# Russian state of the art warship for China



## rushie (Jul 5, 2005)

From the China Post -

_Russia handed over to China a destroyer equipped with state-of-the-art weaponry on Thursday, finalizing a $1.5 billion deal analysts say boosts Beijing's clout in its stand-off with Taiwan. 
"The handover act was signed today, and a Chinese flag was hoisted on the ship," a Russian defense industry source told Reuters, requesting anonymity. 

The warship was the fourth Project 956E 'Sovremenny' (Modern) class destroyer built at the Northern Shipyard in Russia's second city St. Petersburg and sold to China under a 2002 deal through Russia's state arms trader Rosoboronexport. 

In the late 1990s China bought two such ships under a separate contract. 

"Rosoboronexport is interested in further sales to China, and we are not talking only about ships," the defense industry source said. "The company is actively promoting its output in China.

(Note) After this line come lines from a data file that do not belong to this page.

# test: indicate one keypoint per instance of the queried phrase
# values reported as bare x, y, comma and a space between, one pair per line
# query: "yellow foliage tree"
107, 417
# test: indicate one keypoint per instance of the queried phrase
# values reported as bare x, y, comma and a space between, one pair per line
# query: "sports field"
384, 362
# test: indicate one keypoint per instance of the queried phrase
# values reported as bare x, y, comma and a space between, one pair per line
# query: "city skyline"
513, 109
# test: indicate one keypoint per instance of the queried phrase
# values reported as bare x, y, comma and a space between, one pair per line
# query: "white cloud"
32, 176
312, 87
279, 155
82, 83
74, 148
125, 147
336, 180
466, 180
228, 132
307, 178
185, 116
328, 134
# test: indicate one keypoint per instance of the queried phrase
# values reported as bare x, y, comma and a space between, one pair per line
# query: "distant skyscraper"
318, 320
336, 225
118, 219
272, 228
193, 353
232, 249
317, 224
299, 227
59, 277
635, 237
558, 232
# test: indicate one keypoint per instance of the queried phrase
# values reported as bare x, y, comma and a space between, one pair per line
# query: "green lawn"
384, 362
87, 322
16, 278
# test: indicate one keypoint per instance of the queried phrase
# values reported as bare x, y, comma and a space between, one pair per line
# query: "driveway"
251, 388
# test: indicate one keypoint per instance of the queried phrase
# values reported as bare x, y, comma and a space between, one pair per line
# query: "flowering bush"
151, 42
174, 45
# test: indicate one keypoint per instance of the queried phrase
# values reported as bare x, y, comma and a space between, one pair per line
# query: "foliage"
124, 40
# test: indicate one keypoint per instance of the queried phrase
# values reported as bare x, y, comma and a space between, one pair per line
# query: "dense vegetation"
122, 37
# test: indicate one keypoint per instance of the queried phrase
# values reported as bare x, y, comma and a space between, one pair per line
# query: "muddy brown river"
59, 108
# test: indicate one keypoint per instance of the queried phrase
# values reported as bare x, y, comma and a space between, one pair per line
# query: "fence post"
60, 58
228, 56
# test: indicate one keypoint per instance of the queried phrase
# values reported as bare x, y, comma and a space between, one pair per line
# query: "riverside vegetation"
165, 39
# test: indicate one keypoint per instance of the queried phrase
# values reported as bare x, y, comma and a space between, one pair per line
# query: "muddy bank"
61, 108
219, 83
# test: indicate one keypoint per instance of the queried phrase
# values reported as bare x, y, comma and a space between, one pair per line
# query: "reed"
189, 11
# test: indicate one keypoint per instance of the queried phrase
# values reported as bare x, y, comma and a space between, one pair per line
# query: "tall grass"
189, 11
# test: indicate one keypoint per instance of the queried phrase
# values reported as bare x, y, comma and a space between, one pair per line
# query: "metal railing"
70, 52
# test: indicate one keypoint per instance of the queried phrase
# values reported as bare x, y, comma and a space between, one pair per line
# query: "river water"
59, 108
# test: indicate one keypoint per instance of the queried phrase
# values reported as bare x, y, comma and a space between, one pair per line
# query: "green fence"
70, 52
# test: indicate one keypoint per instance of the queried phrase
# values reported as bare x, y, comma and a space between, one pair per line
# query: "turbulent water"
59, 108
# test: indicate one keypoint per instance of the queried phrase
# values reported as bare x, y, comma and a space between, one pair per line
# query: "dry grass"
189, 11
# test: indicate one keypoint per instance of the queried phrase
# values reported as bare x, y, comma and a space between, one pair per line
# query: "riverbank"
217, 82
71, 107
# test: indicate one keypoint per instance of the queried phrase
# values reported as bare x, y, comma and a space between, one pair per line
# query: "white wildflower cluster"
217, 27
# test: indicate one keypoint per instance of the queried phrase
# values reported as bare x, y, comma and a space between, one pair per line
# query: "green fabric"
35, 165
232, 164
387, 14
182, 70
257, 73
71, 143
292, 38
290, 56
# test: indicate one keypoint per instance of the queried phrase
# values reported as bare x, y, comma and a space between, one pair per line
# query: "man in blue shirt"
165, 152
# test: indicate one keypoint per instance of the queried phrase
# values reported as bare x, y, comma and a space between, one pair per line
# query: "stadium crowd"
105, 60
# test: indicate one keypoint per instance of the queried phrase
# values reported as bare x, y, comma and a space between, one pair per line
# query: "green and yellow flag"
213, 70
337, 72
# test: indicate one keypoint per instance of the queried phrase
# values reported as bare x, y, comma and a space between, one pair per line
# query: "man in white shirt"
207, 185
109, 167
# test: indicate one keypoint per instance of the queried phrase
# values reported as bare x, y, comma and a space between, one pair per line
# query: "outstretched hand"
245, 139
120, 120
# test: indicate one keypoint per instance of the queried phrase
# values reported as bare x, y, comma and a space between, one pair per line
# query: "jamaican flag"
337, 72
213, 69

But there have been no new orders for ships." 

Defense analysts say the destroyers boost China's military might in the Pacific region and against Taiwan, the island to which Nationalist forces fled when Communists took over the mainland in 1949 at the end of the Chinese civil war. 

Beijing considers Taiwan a breakaway province and has vowed to attack it if it declares formal independence. 

Washington is bound by law to defend Taiwan and analysts say a conflict in the Taiwan Strait could quickly become a battle between Chinese and U.S. forces. 

"Concern about these ships in both Taipei and Washington is justified by the fact that Taiwan and perhaps even the U.S. Navy lacks an effective defense against the ship's SS-N-22 Sunburn (3M-80E Moskit) supersonic antiship missile," Washington-based think-tank the International Assessment and Strategy Center said on its Internet site www.strategycenter.net. 

"This missile travels at about three times the speed of sound and can perform violent maneuvers that can defeat most defenses designed to ward off subsonic antiship missiles." 

Apart from anti-aircraft missiles, the destroyer also carries a Ka-28 helicopter armed with rocket-propelled antisubmarine torpedoes. 

In 2004-06 Russia built and sold to China six Kilo class diesel-electric submarines_

Rushie


----------



## Paul Liu (Aug 19, 2006)

> Beijing considers Taiwan a breakaway province and has vowed to attack it if it declares formal independence.


Rushie, Thanks for posting this news item. May I make a point with the quoted sentence. It has become a tired cliche of the western reporters. Taiwan has always been, and always will be, a part of the Republic of China. Never for a micro second had Taiwan ever under the control of the thugs goverment in Peiking. It's an undisputable fact regradless whether this severely corrupted useless organization called "UN" recognized it or not. So there is in truth nothing to breakaway from. I wish the peace loving people of our free world should not lie idle and allow this totalitarian regime, who's currently oppressing over a billion people in this world, to intimidate a sovereign country like the Republic of China in Taiwan. The democratically elected government in Taiwan is already completely independent, there is no need to declare anything there. But they do have, nevertheless, absoultely rights to do whatever they choose to do for the good of their own citizens.

Paul


----------



## wigger (Sep 25, 2005)

Could this ex Russian destroyer be used as an escort for the ex Russian aircraft carrier that is being coverted to a casino/hotel/disco/conference centre/aircraft carrier at present. I hear its been painted in People's Liberation Army Navy Grey recently, nice colour for a night club!


----------



## rushie (Jul 5, 2005)

*OK for us....but not for you....*

Paul,

I posted a thread a few weeks back about the possibility of the US building 8 subs for Taiwan.

That article contained the quote "China would regard Taiwan acquiring these submarines as a hostile move, that could have serious implications on relations between the two countries".

Seems its ok for China to expand its Navy, but opponents are not recommended to do so.

Rushie


----------



## Paul Liu (Aug 19, 2006)

Rushie,

The thugs Communist government in China always making this kind of noisy threads. Do they have the guts to do anything? Only some of the dumb politicians in U.S. and the corrupted U.N. will take them seriously.

Paul


----------